The problem of samples (vs milliseconds)

Now that we’re on the other side of the gig, I’m able to reflect on some of the other things that happened leading up to it.

The one that’s relevant here is that at one point while I was doing some coding on a plane, I noticed I was getting all kinds of errors in one of my patches which I wasn’t getting before. It turned out it was because my headphones set my sampling rate to 48k, which broke a lot of the time-based settings/@attributes/etc… in my patch.

I decided to somewhat sanitize “time” for that patch by putting in a loadmess followed by a mstosamps~, which is easy enough, but it struck me that this will start to become much more complicated as we move forward into TB2 and/or start dealing with musically-relevant units of time (i.e. @tremblap’s APT (ATP?!) stuff).

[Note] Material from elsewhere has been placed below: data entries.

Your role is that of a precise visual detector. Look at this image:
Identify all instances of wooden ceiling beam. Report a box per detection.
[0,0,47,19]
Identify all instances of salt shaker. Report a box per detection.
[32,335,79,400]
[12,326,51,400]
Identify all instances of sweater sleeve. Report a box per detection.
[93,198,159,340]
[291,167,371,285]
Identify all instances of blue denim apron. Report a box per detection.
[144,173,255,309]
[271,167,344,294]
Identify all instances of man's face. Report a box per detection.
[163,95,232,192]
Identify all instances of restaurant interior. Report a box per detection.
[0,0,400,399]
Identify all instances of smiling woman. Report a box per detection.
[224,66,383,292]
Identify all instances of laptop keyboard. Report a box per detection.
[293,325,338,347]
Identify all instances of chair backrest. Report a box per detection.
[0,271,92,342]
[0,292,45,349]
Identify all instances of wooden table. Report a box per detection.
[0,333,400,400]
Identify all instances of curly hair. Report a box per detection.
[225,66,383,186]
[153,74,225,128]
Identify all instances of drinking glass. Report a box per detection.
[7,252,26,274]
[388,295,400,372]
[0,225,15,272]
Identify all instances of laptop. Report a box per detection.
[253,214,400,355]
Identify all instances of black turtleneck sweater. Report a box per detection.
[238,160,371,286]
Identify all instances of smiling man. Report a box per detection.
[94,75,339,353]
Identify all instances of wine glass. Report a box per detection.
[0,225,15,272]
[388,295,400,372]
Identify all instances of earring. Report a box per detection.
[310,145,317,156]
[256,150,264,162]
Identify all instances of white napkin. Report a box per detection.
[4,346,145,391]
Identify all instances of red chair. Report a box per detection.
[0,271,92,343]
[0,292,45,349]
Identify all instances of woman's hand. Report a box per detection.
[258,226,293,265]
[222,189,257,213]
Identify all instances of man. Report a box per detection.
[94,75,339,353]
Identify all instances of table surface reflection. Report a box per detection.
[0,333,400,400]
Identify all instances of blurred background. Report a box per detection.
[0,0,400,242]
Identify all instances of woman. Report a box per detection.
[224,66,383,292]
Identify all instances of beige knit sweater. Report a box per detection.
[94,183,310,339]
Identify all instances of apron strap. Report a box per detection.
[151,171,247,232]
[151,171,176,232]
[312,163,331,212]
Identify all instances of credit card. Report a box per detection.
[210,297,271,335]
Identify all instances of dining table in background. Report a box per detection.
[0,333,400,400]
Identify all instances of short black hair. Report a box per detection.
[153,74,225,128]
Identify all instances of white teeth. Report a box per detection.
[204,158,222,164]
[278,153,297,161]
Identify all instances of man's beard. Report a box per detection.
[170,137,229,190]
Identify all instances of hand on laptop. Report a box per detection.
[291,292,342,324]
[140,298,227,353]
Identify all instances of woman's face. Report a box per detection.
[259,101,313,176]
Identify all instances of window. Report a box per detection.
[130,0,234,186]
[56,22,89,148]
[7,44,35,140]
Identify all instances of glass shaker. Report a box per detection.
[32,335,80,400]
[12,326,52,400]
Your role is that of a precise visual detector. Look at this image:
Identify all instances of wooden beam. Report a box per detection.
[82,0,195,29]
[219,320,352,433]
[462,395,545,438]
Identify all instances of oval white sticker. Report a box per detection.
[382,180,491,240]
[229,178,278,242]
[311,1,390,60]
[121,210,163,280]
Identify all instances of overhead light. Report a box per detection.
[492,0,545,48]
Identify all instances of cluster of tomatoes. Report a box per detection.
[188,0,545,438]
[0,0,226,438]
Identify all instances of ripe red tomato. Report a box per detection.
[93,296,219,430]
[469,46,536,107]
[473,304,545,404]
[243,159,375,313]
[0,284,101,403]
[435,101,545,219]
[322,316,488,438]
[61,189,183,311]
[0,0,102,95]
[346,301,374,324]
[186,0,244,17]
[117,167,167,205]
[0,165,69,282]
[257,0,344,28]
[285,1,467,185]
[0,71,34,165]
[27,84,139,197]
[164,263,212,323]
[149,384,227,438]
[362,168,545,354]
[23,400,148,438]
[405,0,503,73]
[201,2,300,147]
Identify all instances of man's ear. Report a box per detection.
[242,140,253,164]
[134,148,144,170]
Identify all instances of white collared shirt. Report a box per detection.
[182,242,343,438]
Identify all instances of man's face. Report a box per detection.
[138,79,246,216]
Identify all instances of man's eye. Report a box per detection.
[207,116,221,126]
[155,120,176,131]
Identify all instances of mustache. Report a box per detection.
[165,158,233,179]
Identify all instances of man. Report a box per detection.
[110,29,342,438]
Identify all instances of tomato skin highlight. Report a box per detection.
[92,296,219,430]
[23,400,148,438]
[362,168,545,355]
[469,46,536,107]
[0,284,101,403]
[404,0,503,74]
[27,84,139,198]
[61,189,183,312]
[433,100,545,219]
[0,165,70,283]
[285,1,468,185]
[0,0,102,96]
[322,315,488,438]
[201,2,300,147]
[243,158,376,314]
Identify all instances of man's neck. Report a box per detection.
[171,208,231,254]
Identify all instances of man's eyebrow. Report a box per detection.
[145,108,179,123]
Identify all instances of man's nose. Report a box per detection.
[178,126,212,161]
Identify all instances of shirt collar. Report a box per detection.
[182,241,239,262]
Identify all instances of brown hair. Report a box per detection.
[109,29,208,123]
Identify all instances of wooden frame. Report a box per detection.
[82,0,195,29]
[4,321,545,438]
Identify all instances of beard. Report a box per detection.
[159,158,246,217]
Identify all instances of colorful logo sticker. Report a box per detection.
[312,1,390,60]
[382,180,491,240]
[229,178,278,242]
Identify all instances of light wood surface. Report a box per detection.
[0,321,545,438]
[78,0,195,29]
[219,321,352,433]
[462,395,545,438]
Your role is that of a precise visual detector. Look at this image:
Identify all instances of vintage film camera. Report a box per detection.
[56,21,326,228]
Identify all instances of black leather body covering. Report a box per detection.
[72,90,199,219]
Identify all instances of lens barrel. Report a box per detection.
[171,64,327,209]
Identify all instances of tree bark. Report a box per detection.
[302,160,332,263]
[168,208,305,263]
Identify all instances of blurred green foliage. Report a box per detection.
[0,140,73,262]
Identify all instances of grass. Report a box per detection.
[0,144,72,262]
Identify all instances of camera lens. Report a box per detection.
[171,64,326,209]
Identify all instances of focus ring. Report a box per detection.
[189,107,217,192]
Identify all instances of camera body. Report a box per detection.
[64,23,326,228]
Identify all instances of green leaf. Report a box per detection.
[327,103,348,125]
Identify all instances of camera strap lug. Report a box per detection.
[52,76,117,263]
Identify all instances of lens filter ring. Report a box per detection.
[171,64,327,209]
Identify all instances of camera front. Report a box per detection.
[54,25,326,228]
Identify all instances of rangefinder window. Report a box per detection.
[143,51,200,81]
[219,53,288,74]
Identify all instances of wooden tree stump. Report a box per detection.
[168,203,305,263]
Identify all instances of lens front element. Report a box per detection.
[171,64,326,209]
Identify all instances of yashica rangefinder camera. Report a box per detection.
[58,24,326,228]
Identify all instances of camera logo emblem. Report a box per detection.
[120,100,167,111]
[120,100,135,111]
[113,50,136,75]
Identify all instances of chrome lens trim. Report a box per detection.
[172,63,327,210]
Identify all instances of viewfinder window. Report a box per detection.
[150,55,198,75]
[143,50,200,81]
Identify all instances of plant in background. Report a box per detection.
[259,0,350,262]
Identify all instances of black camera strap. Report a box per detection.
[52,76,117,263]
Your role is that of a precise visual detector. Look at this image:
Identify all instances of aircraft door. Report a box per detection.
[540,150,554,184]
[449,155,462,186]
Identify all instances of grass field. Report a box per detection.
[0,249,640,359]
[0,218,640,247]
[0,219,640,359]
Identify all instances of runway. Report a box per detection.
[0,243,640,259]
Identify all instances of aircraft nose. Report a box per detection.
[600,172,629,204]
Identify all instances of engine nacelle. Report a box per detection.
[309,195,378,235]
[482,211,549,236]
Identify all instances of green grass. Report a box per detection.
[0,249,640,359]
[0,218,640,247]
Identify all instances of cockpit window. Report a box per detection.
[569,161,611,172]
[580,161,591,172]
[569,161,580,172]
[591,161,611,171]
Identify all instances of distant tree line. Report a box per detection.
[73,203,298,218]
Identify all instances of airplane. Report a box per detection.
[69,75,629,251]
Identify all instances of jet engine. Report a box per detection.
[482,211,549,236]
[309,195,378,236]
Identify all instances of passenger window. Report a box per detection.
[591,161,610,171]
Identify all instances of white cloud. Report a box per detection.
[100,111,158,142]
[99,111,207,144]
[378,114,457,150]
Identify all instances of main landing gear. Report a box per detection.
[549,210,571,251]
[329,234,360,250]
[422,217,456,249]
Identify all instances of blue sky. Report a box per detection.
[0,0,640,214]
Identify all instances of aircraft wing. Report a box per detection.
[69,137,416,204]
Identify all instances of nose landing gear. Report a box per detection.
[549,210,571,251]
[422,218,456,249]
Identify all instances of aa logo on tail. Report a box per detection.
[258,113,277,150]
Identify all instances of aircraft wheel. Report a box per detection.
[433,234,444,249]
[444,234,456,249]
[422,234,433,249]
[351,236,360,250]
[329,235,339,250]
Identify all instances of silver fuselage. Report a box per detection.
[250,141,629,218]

It seems that if one of the central ideas of the project is to have interoperability, having patches that break when other sampling rates are used isn’t ideal.

Obviously there are some simple things one can do, like setting analysis windows (which are conceived in ms) in ms and dynamically setting them in the patch based on the sample rate being used. Easy peasy.

Where it gets more complicated is where statistics come into play.

For example, in @tremblap’s APT patch, there is a section that is computing statistics for different ranges of frames:

startframe 2, numframes 6, bang, startframe 7, numframes 9, bang, startframe 15, numframes 31, bang

This is only correct at 44.1k. If you go to 48k you’ve “sped things up”, and if you go to 192k you’ve all but reduced the meaning and usefulness of the overall idea.

This can be programmed around, but it requires a lot more surrounding code, for each individual object (ms->samples->frames/offsets->attributes), and also adds more surface area for errors, since I don’t know about you, but I don’t often test my patches at other sample rates.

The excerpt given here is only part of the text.